それから他の仲間や救援隊がやってきて、現場がにわかに騒がしくなってきた。
英雄はへらへらしながらその場をやり過ごし、他の人の『帰還の結晶』に相乗りする形で、地上へ帰還することができた。
夜美彩羽が謎のモンスターに襲われたことは地上でも大きな話題になっていて、騒ぎになっていた。
英雄はさっさとその場から去ることにした。が、最後に彩羽へ挨拶することを考えた。しかし彼女のそばには沙代里がいて、彼女の前だとボロが出かねないから、クールに去ることにした。

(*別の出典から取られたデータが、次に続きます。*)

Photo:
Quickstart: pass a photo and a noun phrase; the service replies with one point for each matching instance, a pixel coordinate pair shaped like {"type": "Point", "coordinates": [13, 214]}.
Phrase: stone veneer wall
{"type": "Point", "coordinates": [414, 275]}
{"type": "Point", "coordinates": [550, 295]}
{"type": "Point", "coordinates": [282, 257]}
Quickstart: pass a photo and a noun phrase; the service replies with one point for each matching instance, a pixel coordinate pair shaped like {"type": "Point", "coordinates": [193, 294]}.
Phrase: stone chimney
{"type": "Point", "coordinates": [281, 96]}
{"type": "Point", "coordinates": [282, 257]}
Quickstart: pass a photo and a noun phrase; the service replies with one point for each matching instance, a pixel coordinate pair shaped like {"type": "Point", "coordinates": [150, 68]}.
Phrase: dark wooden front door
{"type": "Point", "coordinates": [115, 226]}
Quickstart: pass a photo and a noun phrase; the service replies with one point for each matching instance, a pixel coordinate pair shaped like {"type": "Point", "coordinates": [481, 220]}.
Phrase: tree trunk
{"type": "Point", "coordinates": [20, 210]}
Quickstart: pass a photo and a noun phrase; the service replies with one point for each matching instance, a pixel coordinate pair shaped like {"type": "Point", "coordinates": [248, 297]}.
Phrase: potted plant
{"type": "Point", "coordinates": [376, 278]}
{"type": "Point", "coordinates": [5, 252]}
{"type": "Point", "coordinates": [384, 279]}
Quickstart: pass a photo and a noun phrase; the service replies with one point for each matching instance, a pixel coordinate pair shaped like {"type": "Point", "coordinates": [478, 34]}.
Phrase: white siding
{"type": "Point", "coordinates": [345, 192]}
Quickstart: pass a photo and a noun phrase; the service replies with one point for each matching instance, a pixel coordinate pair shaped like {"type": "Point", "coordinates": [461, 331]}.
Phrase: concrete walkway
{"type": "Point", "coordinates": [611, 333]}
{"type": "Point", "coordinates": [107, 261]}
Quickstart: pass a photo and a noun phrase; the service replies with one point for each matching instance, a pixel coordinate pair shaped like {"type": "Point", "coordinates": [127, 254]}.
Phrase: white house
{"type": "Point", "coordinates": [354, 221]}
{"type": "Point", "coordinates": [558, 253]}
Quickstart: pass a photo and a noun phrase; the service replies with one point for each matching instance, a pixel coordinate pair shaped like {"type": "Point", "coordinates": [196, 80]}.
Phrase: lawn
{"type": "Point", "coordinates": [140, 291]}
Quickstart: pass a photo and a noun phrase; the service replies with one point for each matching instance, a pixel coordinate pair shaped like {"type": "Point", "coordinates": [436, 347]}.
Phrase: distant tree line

英雄は喧騒に紛れてその場から去り、レンタル品を返した後、啓子と合流し、啓子が借りていたレンタカーに乗り込む。
「なんか、いろいろと大変だったみたいね」
「ええ、まぁ」
「もしかしてだけど、夜美ちゃんを襲ったモンスターって、ヒデ君?」
「……まぁ、はい」
「そう。どうして?」
「彼女を治療した方が良さそうだったんですが、普通に近づいたら、警戒されかねないと思ったので、彼女を治療しやすい状況を作りだしたって感じです」
「そっか。悪い男ね」
「そんなんじゃないですよ」
「治療はうまくいったの?」
「はい」
「流石だね。でも、どうして助けてあげたの?」
「まぁ、夜美さんはかなり特殊な存在ですから。それに、ここでつながりを作っておけば、将来、役立つかもしれませんし」
「なるほどねぇ。確かに、夜美ちゃんほどの知名度があったら、妹さん探しも捗るかもね」
「はい。今回は、頼めるような雰囲気では無かったですけど」
「それは残念ね」
「でも、大丈夫ですよ。彼女とはまたすぐに会える気がします」
英雄の脳裏で、夜美彩羽の目が怪しく光った。